The NHL dropped the hammer on Minnesota Wild forward Ryan Hartman Monday, slapping him with a massive 10-game suspension – the longest punishment handed out this season.
The suspension came after Hartman violently shoved Ottawa Senators forward Tim Stutzle face-first into the ice during a face-off in the Senators’ 6-0 blowout win over the Wild.
"This is not a hockey play," the NHL stated bluntly in their suspension video.
Hartman tried claiming it was all an accident – that he was just trying to keep his balance by grabbing onto Stutzle. The league wasn’t buying it.
"We disagree," was their simple, direct response.
What really got Hartman in hot water was his track record. The 30-year-old forward has been getting into trouble about every 60 games throughout his 663-game NHL career.
Just this past April, he earned himself a 3-game timeout for throwing his stick at a referee after losing in overtime to Vegas. Not exactly the behavior you want from a veteran player who was a first-round draft pick back in 2013.

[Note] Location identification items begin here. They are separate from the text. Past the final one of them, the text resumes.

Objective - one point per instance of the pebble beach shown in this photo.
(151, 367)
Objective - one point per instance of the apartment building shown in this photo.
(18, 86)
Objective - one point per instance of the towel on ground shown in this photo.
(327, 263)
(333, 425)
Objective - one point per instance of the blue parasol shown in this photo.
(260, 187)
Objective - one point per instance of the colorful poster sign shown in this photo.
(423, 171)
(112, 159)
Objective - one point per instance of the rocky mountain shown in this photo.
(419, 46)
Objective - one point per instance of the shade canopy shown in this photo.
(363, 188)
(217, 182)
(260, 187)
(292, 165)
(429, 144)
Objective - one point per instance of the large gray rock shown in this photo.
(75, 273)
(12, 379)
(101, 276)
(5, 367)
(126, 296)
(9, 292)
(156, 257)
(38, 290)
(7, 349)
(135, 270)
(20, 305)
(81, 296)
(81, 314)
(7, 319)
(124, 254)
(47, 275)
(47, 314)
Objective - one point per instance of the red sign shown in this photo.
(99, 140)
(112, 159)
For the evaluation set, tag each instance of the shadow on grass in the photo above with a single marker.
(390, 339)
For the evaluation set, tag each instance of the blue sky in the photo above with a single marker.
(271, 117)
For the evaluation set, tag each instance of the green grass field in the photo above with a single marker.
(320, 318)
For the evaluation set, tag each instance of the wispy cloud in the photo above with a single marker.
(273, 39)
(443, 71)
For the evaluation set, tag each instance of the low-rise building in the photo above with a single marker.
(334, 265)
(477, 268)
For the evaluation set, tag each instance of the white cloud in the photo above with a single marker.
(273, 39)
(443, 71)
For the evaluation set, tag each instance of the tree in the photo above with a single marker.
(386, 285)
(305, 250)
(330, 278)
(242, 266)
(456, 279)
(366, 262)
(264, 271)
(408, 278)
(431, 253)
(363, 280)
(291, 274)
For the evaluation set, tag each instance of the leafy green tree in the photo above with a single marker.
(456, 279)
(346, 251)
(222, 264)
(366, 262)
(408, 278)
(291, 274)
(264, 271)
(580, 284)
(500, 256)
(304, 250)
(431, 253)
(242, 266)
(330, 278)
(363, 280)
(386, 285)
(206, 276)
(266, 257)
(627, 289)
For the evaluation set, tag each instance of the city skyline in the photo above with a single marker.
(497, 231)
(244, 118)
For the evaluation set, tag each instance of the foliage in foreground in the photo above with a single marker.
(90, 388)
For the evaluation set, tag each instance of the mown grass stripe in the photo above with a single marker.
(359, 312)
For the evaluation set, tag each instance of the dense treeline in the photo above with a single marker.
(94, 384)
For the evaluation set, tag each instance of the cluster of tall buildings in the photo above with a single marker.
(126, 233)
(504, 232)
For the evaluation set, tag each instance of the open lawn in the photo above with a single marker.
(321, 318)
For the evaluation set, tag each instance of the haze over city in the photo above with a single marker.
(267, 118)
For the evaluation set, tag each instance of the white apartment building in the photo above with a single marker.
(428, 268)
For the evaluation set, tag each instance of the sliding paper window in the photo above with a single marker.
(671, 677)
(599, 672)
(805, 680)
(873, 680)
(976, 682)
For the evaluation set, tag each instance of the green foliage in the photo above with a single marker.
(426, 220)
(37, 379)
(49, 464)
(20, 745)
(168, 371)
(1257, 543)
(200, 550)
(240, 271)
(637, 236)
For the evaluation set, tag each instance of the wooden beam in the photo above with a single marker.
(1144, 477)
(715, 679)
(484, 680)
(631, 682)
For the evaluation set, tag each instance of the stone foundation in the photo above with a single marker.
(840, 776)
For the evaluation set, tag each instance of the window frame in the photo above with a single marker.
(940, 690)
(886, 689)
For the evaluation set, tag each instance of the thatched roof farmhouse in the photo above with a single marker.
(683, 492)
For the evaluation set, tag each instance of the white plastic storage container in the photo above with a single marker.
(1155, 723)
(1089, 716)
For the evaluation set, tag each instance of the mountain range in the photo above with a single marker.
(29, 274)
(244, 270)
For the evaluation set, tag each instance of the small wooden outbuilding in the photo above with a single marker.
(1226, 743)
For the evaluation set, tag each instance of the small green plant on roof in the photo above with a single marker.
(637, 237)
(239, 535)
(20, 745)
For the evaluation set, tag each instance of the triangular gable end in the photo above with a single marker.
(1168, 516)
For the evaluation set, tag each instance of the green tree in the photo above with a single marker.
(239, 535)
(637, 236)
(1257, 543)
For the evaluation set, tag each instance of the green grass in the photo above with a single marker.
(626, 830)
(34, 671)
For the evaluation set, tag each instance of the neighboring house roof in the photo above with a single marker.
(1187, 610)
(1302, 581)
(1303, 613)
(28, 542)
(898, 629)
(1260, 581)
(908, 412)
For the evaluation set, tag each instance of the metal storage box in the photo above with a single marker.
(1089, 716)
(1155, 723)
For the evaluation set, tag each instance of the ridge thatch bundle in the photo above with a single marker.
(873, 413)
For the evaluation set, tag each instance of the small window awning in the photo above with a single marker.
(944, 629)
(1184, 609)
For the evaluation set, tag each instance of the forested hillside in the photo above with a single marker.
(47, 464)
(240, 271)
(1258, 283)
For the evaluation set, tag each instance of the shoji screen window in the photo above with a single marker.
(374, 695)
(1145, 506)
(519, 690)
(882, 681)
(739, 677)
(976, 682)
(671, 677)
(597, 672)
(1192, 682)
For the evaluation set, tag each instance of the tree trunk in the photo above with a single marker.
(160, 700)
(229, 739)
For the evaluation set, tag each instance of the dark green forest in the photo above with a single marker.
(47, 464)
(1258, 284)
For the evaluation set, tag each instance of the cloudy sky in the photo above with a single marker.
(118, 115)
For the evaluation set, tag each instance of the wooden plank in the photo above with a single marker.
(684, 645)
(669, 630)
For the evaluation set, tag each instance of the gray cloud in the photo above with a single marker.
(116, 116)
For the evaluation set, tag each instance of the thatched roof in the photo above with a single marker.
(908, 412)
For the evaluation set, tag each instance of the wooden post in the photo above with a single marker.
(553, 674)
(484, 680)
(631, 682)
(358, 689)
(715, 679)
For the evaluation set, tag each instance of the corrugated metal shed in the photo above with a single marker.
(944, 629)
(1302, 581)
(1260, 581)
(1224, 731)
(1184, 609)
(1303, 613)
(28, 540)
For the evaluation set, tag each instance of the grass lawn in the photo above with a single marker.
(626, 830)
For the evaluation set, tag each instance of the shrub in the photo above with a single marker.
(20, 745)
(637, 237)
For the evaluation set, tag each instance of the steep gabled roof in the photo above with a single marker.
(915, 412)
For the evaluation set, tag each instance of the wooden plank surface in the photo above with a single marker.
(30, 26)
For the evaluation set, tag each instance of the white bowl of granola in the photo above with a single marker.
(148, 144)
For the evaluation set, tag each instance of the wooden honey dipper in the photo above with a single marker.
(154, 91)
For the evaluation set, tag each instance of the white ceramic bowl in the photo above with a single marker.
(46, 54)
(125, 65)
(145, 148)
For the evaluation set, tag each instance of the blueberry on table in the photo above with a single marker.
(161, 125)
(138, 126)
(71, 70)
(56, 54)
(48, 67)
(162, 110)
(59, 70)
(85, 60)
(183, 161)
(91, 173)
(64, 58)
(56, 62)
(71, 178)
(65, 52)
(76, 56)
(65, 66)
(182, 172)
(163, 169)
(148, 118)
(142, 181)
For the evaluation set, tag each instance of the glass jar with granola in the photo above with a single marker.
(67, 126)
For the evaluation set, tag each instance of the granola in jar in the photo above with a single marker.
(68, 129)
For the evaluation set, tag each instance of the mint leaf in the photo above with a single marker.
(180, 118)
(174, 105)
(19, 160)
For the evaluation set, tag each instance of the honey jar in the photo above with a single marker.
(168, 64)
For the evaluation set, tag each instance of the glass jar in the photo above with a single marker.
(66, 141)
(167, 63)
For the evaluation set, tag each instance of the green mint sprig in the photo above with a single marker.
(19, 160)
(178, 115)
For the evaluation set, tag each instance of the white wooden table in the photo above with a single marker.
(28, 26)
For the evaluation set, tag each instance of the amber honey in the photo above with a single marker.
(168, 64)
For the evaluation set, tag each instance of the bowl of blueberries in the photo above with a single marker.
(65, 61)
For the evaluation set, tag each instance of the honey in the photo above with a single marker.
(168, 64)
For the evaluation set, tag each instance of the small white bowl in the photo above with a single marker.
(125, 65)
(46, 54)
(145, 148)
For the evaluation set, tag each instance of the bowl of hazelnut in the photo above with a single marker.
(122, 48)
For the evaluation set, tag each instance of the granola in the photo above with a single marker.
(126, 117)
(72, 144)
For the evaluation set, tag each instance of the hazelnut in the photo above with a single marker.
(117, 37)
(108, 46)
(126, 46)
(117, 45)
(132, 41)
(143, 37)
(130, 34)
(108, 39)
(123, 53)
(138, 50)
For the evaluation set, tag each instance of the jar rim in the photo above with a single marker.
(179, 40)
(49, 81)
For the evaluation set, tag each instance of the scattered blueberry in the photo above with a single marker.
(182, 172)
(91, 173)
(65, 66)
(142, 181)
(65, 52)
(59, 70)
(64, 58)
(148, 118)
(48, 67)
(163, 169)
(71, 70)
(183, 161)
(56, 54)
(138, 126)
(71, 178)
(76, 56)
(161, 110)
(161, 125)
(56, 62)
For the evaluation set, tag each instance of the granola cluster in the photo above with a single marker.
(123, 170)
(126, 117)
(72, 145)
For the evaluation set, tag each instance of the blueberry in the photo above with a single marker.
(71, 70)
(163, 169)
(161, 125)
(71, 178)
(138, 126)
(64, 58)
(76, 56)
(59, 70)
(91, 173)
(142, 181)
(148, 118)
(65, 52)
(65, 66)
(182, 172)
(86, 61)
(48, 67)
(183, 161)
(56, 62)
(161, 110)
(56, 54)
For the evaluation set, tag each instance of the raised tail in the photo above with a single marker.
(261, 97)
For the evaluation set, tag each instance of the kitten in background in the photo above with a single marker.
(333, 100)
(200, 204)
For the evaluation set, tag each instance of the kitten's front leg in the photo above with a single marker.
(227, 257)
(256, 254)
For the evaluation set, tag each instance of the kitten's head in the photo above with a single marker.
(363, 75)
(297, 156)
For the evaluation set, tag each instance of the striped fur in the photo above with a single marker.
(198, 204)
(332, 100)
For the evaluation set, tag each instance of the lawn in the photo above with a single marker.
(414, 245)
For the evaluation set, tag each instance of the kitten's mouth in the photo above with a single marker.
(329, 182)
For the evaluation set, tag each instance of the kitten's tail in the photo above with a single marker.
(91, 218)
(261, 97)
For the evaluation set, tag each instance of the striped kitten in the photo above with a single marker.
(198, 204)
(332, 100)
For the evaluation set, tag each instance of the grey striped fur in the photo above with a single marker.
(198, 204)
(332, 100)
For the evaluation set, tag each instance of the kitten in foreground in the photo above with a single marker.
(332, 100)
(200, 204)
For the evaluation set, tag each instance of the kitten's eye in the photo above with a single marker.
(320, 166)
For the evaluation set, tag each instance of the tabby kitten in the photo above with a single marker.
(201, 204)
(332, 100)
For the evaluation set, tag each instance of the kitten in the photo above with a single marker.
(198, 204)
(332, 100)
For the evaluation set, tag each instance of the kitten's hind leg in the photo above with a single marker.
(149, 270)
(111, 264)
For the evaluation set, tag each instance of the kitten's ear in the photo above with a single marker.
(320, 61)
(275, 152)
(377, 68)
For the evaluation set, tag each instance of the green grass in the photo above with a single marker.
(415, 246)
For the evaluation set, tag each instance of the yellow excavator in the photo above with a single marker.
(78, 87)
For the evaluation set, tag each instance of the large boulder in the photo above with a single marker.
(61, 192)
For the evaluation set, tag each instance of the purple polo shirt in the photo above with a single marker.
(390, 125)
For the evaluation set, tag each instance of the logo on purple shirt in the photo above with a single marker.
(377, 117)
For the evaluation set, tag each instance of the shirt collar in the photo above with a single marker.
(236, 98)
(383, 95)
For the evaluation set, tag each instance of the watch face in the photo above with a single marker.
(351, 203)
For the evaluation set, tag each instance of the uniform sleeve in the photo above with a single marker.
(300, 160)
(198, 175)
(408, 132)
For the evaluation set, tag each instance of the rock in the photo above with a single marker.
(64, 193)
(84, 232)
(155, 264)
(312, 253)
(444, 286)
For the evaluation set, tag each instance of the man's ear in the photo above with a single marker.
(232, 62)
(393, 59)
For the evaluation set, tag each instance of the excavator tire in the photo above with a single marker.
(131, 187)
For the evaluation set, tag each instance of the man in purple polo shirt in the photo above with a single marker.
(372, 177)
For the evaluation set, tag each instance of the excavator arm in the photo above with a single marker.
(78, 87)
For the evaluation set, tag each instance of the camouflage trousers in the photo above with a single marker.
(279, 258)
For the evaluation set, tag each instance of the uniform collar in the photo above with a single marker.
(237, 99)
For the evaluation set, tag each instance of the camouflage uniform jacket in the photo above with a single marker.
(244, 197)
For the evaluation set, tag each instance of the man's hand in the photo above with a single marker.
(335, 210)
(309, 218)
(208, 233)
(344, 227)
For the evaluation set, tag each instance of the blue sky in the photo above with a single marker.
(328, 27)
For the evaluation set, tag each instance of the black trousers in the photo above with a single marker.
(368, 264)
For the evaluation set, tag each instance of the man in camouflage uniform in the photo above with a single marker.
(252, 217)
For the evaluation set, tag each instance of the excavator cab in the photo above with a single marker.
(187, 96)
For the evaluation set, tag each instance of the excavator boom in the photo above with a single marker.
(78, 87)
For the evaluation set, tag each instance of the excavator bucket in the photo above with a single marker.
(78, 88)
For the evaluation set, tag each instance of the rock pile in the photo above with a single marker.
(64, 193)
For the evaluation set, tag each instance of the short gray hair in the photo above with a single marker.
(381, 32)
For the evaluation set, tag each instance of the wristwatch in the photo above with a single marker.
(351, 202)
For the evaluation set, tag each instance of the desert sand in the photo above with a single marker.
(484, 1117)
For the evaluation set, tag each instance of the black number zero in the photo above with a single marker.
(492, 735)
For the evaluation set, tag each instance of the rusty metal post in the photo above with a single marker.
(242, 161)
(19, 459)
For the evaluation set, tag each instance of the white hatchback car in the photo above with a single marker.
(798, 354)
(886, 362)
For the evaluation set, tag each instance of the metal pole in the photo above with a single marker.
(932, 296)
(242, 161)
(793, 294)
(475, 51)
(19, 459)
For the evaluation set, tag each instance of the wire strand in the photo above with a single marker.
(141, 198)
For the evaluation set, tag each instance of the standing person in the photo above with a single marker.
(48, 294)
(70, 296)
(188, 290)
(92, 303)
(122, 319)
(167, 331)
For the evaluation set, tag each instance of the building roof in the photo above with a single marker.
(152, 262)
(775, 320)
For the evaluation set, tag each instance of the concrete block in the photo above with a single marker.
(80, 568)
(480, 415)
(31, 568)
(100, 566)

The league clearly felt it was time to send a serious message. Ten games is a lot of time to think about your actions – and a lot of lost paychecks.
And here’s the kicker: if Hartman doesn’t clean up his act, his next suspension could be even longer. The NHL’s patience with repeat offenders only goes so far.
For a player of his experience level (he’s been in the league for nearly a decade), there’s really no excuse for this kind of dangerous behavior on the ice. The league got this one right.